Inverse Functions

1. Aug 12, 2009

jgens

1. The problem statement, all variables and given/known data

Suppose $g$ is a function with the property that $g(x) \neq g(y)$ if $x \neq y$. Prove that there is a function $f$ such that $f \circ g = I$

2. Relevant equations

A function is collection of ordered pairs with the property that if $(a,b)$ and $(a,c)$ are in the collection, then $b = c$.

3. The attempt at a solution

Here are my thoughts so far (this isn't a proof):

From the restrictions on $g$ we have that $g(a) = g(b)$ if and only if $a = b$; hence, $g$ is the collection of ordered pairs $(x,g(x))$ with the property that $(a,c)$ and $(b,c)$ are in the collection if and only if $a = b$.

If the composition of $f$ and $g$ is the identity function then $f \circ g$ is the collection of ordered pairs $((x,g(x)),(f \circ g)(x)) = ((x,g(x)),x) = (g(x),x)$ such that if $(a,b)$ and $(a,c)$ are in the collection, then $b = c$. Since $g$ has this property, it seems like there should be some function $f$ such that $f \circ g = I$.

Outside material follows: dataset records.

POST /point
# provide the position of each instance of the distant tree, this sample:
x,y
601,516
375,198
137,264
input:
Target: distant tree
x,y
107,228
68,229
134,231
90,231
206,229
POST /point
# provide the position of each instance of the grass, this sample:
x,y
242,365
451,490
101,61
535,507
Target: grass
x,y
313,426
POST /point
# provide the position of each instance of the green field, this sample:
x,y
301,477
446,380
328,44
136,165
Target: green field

Now, I'm sure that what I've shown so far is an abuse of/improper notation and probably is not valid. I would just like some help to string everything together. Thanks!

2. Aug 12, 2009

slider142

Since you are defining a function as a collection of ordered pairs, why not define f to be the collection of ordered pairs that corresponds to reversing the order of the pairs in the collection g(x). Then the fact that fog = I is by definition, and you have only to prove that f is a function, which should be automatic given the definition of g.

3. Aug 12, 2009

jgens

I actually thought about that about a half-hour after my last post. Thanks!